His followers on social networks have witnessed how he has progressed in this regard (the interview is produced in Spanish, in fact), although he humbly minimizes it and point out the difficulty of verb conjugation.
That has not prevented him from becoming a master in the twists and turns of this language: “To all those who have ever felt like an octopus in a garage”, he writes without going any further in the dedication of the book, whose title emerged after a public poll.
“There was one so beautiful, just ‘Ñ’, that it would have been perfect, but now I’m ‘made in Spain’ (‘made in Spain’, translated) “, he argues, after having tested his followers on Instagram, where he is still active after leaving his Twitter profile a few months ago,” people of offended people. ”
Because Rhodes has tasted the troubles of controversy, both in the bird’s social network and in the media arena, especially after learning that “one out of every two complaints of sexual abuse in Spain is a child” and getting involved in Save’s fight The Children for carrying out a Child Protection Law with the Government of Pedro Sánchez.

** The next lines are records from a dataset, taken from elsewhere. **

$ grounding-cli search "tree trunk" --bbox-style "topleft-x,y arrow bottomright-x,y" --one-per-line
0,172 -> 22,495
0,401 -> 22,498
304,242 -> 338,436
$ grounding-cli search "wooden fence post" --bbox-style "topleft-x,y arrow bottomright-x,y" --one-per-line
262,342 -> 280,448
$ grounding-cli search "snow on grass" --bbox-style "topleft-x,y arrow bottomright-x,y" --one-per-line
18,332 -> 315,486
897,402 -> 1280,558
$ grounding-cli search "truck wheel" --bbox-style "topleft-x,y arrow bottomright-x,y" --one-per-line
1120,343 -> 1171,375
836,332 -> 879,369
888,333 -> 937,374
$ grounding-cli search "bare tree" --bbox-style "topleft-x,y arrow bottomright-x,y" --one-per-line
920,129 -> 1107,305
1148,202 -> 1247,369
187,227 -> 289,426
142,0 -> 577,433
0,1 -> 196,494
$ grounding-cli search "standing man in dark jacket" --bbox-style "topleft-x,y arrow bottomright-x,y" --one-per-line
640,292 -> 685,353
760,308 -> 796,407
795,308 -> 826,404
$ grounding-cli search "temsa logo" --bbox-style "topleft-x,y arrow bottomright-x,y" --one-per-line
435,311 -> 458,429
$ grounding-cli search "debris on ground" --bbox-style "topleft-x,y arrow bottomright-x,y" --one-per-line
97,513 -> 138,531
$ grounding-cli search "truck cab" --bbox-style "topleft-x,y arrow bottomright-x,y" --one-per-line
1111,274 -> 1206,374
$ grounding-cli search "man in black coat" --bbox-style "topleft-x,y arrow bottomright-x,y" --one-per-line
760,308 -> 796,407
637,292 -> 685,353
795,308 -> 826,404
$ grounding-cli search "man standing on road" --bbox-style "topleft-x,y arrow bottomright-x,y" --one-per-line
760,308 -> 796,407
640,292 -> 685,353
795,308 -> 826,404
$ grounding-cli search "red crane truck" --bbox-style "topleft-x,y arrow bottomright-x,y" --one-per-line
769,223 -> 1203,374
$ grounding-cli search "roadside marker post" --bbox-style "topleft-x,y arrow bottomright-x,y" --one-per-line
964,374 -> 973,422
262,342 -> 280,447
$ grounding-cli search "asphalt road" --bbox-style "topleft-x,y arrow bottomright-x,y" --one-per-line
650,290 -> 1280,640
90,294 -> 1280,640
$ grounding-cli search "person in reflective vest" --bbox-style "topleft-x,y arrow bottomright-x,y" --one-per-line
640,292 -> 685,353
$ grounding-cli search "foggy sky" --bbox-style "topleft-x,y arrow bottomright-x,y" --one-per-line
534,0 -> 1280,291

“I was still very naive, but the answer I expected was: How can we support you? Even a ‘thank you’. What I actually got was’ you fucking red fag shit, go to your country; our children are fine ‘”, he recalls, before again lamenting the severe division between left and right and asking himself:” Why do we have to fight so much for something so basic? They are not taxes, not even Catalonia … “.
He hopes that before the summer the approval of this law will arrive, which is in the final stage of its processing in Congress. “I do not know if I will celebrate or cry and sleep for a month,” he says.
Improving music education could be your next workhorse. And his most immediate plan, “hopefully give concerts.” “Another year without them would cost me a lot,” he acknowledges, before pitying himself with irony and that acquired Spanish grace: “Poor perroflauta, Jaimito.”